RED: Ihre Investitur (Anmerkung RED: Gottesdienst zur Einsetzung einer neuen Pfarrerin bzw. eines neuen Pfarrers) findet am 4. März 2018 um 10:30 Uhr in der Gnadenkirche in Heumaden-Süd statt. Wen haben Sie sich als Zeugen gewählt und was wird der Inhalt Ihrer Predigt sein?  

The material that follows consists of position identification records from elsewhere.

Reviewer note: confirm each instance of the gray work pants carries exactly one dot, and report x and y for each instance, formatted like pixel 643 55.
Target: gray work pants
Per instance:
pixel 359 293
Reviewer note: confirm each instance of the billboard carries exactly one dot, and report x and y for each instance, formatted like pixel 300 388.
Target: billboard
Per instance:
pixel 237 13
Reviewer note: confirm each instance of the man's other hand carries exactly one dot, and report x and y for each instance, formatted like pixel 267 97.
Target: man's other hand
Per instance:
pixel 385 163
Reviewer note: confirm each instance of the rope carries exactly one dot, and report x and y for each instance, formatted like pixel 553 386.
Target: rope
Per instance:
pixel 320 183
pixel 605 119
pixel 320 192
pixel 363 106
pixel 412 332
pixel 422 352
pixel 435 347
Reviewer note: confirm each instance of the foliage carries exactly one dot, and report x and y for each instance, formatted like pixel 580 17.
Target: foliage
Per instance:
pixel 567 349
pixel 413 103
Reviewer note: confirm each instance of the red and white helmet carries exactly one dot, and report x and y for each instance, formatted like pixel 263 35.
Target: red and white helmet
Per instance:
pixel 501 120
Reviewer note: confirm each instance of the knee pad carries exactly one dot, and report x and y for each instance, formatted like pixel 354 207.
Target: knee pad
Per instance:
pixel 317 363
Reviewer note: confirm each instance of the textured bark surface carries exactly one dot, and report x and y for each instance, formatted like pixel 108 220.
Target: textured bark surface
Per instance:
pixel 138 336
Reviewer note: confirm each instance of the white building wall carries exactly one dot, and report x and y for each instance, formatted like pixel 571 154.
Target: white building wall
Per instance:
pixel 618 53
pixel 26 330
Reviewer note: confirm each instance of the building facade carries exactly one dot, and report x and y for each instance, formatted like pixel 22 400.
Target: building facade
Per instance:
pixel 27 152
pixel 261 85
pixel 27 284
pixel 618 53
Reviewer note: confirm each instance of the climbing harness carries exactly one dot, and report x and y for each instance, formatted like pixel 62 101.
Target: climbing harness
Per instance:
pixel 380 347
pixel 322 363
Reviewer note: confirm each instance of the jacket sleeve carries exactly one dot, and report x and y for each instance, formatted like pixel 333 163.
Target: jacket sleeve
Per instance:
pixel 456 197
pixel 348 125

ICB: Meine Zeugen: Ein alter Studienfreund - wir kennen uns seit bald 20 Jahren und der gewählte Vorsitzende des Kirchengemeinderats – wir kennen uns erst seit Kurzem und haben doch schon einen guten Draht zueinander gefunden. In der Predigt wird es um Jesusworte vom Reich Gottes gehen: Vorausschauen statt zurück; sich von der Vergangenheit nicht binden lassen, sondern offen sein für die Zukunft - für einen persönlich wie für die Kirche eine wichtige Botschaft!

RED: Dann Ihnen und Ihrer Partnerin ein herzliches Willkommen in Heumaden-Süd!